I've tested running the handler locally with
--rp_serve_api
and the time to perform the forward pass is something like 20 -> 50msSo you only see the 1 second delay when running on RunPod?
Correct, yeah
So, you will have some ms delay because your traffic is traversing the Internet. When you hit any of the RunPod URL, (runsync, run, status, cancel and health) behind the scene your traffic is being proxied. Your image doesn't have the code built in to respond to API calls so RunPod proxies it for you. My guess is those 2 things combined is causing your 1 second delay. I am not sure it would be accounted for in delay. I think delay is more of the proxy waiting on your image to load.
You could PING your worker IP to get a rough idea of how many ms the trip on the Internet is taking
Yeah i don't think it accounts for the 1 second delay, maybe the proxy polls to see when the job is done or something and this adds some delays though
I don't really mind about how long it takes the request to reach the runpod scheduler, this isn't blocking
the delay has to be happening sometime after the it hits the scheduler
just not sure what to do to decrease this hidden delay, the worker should be able to handle 20ish requests a second, but at the moment isn't able to handle 1 request per second
Is your worker running as an active worker?
I tried keeping 1 worker active, didn't make a difference
If not, you cannot guarantee that your worker will respond to more than 1 request.
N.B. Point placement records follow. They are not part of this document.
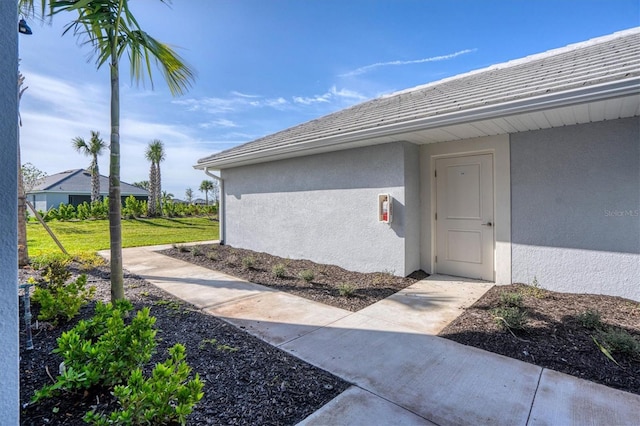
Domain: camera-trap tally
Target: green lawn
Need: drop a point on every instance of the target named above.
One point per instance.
(93, 235)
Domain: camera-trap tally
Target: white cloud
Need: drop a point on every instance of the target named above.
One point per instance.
(332, 95)
(219, 123)
(371, 67)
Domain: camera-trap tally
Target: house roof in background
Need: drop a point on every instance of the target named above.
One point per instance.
(490, 100)
(78, 181)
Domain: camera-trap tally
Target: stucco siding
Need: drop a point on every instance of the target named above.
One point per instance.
(9, 373)
(324, 208)
(575, 207)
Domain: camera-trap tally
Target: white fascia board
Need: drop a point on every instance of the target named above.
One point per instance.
(600, 92)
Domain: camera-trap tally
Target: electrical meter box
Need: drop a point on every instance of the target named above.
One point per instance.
(385, 208)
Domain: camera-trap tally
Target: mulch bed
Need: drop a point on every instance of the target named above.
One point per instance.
(255, 384)
(368, 287)
(554, 337)
(259, 384)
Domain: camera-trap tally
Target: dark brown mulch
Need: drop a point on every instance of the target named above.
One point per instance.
(554, 337)
(255, 384)
(324, 288)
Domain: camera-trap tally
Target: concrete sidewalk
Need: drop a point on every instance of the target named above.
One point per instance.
(401, 372)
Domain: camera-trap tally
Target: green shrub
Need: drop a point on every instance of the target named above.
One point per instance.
(508, 299)
(620, 341)
(83, 211)
(63, 301)
(167, 397)
(346, 290)
(510, 318)
(590, 319)
(248, 262)
(102, 351)
(133, 207)
(279, 270)
(306, 275)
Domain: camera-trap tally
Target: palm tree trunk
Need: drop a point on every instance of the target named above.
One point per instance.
(159, 189)
(23, 252)
(115, 223)
(151, 206)
(95, 180)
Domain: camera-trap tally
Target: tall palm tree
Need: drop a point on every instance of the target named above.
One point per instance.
(23, 251)
(155, 154)
(112, 30)
(93, 148)
(205, 187)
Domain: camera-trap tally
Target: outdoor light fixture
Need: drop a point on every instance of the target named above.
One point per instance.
(23, 28)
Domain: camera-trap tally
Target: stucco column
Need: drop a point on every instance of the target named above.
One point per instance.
(9, 354)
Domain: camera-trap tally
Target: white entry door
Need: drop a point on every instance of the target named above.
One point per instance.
(464, 216)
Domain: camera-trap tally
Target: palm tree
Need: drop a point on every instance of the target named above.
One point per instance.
(205, 187)
(94, 148)
(112, 30)
(23, 251)
(155, 154)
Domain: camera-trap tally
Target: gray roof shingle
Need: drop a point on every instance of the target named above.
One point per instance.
(611, 58)
(78, 181)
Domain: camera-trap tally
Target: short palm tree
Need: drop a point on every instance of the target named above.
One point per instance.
(205, 187)
(93, 148)
(155, 154)
(112, 30)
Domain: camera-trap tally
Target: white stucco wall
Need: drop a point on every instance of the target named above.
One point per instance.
(9, 372)
(324, 208)
(576, 202)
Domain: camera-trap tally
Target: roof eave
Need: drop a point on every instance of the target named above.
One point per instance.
(567, 98)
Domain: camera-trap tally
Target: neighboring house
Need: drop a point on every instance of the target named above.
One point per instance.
(527, 170)
(74, 187)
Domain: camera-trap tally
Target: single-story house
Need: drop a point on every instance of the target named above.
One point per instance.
(74, 187)
(526, 171)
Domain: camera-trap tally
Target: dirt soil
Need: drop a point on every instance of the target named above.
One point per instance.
(554, 336)
(246, 382)
(324, 287)
(259, 384)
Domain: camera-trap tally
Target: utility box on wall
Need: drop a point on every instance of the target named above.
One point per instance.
(385, 208)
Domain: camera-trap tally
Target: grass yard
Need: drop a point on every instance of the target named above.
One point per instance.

Unless your worker is running in active mode and you have a job waiting in the queue or one arrives shortly after your worker has responded to a request and you have Flashboot enabled it will respond to them, without shutting down. Otherwise each time your worker responds to a request it will shut down. Active workers run all the time and respond the fastest (after their first response).
As you get more traffic and have more servers working the higher the chance Flashboot will kick in. Suggest setting max workers to 30 until you are sure what you will need.
thanks for sharing, let me give a try and let you know.
Thanks for taking a look 🙂
Had a chance to have a look yet?
I took a look, and it seems the issue is related to billing. Since serverless is billed by the second, we can’t charge for usage less than a second. I need a bit more time to look deeper.
I mean any usage under a second is rounded up to the nearest second.
Ahh, I kind of suspected that this might be the case, the usage was always suspiciously just over a second
I’m surprised you haven’t run into that before though
Yeah, for your case it’s better to use concurrent handler, so you can maximize the usage of the GPU
Yeah, I had issues with this too, which I think is also tied to the billing
I had it concurrent first and then moved to synchronous to try and debug, I’d prefer not to share the code for that one though
Is there a plan to fix this, or not yet?